Addition of local vlm folder support #1051

Navanit-git · 2025-02-25T09:18:21Z

Hi, This PR is used to let the user use the local repository or the model downloaded in their path.

I have ran this in my local.

from docling.datamodel.pipeline_options import PictureDescriptionVlmOptions

pipeline_options = PdfPipelineOptions()
pipeline_options.do_picture_description = True
pipeline_options.picture_description_options = PictureDescriptionVlmOptions(
     repo_id= "/opt/nav/Qwen/Qwen2.5-VL-7B-Instruct",  # <-- add here the Hugging Face repo_id of your favorite VLM
    prompt="Extract the text from the images, if it is table extract the table format.If there are no text give 'No Image Text' response",
)
pipeline_options.images_scale = 2.0
pipeline_options.generate_picture_images = True

converter = DocumentConverter(
    format_options={
        InputFormat.PDF: PdfFormatOption(
            pipeline_options=pipeline_options,
        )
    }
)

Checklist:

Documentation has been updated, if necessary.
Examples have been added, if necessary.
Tests have been added, if necessary.

Hi, This PR is used to let the user use the local repository or the model downloaded in their path. I have ran this in my local. ``` from docling.datamodel.pipeline_options import PictureDescriptionVlmOptions pipeline_options = PdfPipelineOptions() pipeline_options.do_picture_description = True pipeline_options.picture_description_options = PictureDescriptionVlmOptions( repo_id= "/opt/dlami/nvme/Qwen/Qwen2.5-VL-7B-Instruct", # <-- add here the Hugging Face repo_id of your favorite VLM prompt="Extract the text from the images, if it is table extract the table format.If there are no text give 'No Image Text' response", ) pipeline_options.images_scale = 2.0 pipeline_options.generate_picture_images = True converter = DocumentConverter( format_options={ InputFormat.PDF: PdfFormatOption( pipeline_options=pipeline_options, ) } ) ``` Signed-off-by: Navanit Dubey <[email protected]>

mergify · 2025-02-25T09:18:56Z

Merge Protections

Your pull request matches the following merge protections and will not be merged until they are valid.

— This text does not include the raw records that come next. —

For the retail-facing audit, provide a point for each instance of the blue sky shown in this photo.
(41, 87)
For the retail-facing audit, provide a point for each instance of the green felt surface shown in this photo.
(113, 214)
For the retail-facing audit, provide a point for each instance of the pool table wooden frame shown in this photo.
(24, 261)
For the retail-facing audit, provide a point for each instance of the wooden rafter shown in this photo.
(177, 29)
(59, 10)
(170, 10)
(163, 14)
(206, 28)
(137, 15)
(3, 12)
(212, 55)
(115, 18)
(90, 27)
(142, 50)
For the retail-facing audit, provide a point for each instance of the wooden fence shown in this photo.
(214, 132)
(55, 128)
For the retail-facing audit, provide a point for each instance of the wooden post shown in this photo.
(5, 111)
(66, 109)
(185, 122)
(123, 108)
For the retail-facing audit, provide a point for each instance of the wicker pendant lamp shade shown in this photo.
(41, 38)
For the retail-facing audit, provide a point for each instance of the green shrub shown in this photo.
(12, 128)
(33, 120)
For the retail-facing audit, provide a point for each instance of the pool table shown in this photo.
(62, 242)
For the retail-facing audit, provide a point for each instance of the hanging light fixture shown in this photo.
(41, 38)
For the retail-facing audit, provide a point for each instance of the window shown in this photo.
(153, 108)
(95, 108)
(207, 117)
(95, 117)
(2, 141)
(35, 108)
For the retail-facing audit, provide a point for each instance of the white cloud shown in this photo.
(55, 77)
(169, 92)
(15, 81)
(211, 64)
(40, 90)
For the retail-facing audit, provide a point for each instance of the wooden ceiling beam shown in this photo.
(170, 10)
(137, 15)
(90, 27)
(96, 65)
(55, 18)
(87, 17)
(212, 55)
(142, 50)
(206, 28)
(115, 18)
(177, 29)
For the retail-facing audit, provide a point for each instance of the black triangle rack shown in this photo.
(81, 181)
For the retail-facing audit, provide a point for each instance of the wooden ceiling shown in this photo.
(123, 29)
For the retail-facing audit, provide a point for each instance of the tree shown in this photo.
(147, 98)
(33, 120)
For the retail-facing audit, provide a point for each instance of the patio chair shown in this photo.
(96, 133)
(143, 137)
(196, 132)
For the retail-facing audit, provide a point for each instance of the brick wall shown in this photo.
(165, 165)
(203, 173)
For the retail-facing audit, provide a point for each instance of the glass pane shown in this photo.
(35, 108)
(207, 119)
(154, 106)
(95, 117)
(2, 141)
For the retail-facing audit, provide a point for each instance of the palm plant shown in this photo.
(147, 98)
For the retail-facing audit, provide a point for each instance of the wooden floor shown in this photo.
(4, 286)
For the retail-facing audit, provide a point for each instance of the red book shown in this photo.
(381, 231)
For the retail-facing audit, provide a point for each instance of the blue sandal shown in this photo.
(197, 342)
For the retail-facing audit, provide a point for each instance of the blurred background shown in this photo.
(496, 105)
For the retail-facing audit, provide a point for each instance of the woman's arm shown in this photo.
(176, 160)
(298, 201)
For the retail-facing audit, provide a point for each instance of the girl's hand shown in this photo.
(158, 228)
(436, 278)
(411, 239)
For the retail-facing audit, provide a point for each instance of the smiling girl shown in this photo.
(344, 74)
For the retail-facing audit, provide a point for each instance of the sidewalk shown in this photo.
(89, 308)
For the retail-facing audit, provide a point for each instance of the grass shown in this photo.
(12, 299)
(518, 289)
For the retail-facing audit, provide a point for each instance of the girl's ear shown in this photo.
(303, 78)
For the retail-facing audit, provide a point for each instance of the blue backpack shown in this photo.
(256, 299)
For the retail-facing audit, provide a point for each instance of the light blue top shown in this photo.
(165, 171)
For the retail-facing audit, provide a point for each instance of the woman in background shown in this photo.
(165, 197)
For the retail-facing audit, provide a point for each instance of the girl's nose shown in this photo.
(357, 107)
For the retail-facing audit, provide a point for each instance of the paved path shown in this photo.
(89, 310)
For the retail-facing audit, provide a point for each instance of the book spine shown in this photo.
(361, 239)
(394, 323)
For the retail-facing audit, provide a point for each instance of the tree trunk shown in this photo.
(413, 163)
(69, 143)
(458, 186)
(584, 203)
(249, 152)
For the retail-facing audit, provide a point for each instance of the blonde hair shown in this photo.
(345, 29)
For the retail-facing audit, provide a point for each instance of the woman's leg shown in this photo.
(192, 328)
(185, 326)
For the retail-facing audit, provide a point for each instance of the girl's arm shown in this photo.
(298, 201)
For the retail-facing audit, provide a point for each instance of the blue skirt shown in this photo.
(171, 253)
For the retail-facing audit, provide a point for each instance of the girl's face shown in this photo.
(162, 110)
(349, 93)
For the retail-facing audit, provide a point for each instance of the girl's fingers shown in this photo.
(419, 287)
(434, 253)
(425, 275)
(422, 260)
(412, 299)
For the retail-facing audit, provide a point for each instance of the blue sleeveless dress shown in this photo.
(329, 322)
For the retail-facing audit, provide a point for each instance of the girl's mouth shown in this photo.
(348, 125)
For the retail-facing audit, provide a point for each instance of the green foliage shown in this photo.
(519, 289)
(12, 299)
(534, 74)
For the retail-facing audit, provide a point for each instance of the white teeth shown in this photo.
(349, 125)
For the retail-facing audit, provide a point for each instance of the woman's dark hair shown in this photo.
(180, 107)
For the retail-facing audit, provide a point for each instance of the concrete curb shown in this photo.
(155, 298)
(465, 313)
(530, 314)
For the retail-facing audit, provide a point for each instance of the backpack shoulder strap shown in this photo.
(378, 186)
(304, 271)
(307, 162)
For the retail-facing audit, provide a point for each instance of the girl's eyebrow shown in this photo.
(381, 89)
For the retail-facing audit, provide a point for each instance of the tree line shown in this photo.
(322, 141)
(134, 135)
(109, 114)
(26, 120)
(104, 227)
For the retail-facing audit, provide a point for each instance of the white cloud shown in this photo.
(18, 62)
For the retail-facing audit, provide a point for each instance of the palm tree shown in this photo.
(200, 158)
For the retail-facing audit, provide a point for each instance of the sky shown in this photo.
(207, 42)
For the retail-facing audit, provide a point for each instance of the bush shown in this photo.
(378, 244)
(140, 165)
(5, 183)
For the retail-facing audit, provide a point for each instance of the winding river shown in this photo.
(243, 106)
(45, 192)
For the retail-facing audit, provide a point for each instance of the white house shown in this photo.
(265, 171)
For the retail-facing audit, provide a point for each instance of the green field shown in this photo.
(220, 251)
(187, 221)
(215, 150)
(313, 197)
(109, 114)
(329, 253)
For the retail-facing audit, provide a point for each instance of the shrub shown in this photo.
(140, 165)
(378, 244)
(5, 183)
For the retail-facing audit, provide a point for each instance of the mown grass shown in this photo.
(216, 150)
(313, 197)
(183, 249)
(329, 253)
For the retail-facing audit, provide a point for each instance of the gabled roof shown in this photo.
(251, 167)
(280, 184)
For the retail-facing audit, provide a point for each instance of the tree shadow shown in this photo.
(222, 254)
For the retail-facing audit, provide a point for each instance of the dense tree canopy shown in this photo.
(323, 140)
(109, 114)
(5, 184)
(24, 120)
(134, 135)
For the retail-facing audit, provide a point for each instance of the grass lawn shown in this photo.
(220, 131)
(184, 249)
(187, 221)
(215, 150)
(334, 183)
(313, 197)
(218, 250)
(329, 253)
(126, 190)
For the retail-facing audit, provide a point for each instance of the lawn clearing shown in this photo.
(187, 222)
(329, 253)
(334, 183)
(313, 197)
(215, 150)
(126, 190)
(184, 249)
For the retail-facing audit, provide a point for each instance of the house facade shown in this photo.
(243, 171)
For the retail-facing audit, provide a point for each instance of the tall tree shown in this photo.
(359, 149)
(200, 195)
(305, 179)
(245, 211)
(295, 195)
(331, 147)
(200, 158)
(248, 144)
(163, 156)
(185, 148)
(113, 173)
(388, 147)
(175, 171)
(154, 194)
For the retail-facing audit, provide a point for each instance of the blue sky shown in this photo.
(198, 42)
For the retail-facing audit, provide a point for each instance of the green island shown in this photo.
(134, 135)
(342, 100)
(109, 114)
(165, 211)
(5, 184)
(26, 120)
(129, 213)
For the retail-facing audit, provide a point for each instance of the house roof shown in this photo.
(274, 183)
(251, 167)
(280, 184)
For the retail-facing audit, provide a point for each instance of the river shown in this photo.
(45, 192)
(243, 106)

🔴 Enforce conventional commit

This rule is failing.

Make sure that we follow https://www.conventionalcommits.org/en/v1.0.0/

title ~= ^(fix|feat|docs|style|refactor|perf|test|build|ci|chore|revert)(?:\(.+\))?(!)?:

Signed-off-by: Navanit Dubey <[email protected]>

Navanit-git · 2025-02-25T13:06:30Z

@dolfim-ibm any review?

dolfim-ibm · 2025-02-25T13:44:02Z

@dolfim-ibm any review?

Could you please see if #1057 would be enough for your use case?

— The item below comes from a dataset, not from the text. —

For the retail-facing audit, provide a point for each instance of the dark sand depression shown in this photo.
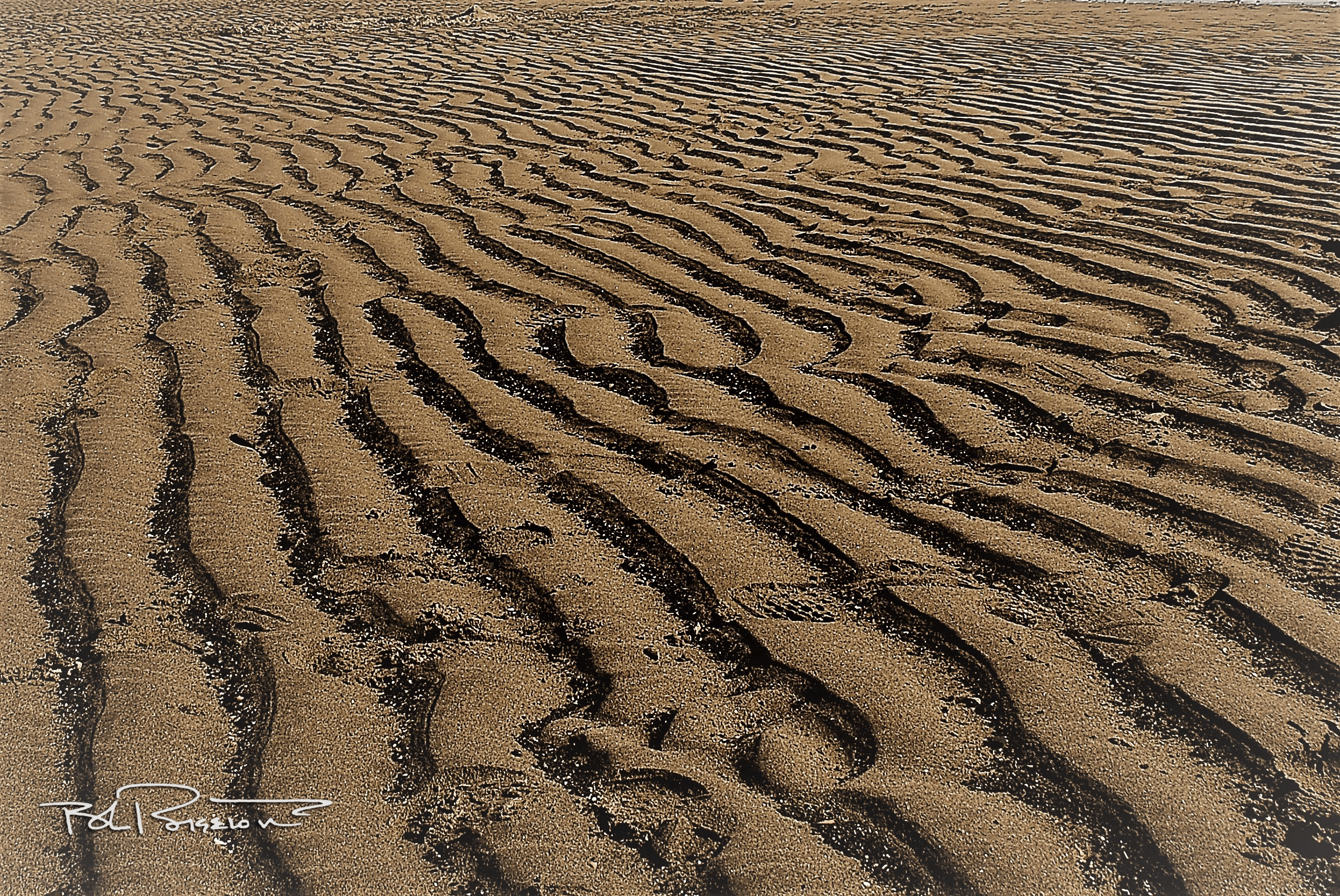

We just started the approach of using artifacts_path consistently across models. In short: if it is defined, it will load all models locally.

Navanit-git · 2025-02-25T13:56:04Z

@dolfim-ibm any review?

Could you please see if #1057 would be enough for your use case?

We just started the approach of using artifacts_path consistently across models. In short: if it is defined, it will load all models locally.

I don't think so this will resolve the error. The local file will again be downloaded.

Navanit-git · 2025-02-25T15:23:49Z

@dolfim-ibm The #1057 doesn't solve the artifact path, since now it wants to download the easyocr and other models in that path. So, artifact path will make the path default.

But this PR will make the path as a dynamic for every ocr Models using repo id .

cc @cau-git

cau-git · 2025-02-26T13:39:48Z

@Navanit-git From what I can see, your proposed change would not effect too much:

If you use HF datasets snapshot_download, it will only re-transfer the actual assets if the content found in the cache-dir or the local_dir (if provided) is not current.
Your change is applied only for the PictureDescriptionVlmModel, and no other model.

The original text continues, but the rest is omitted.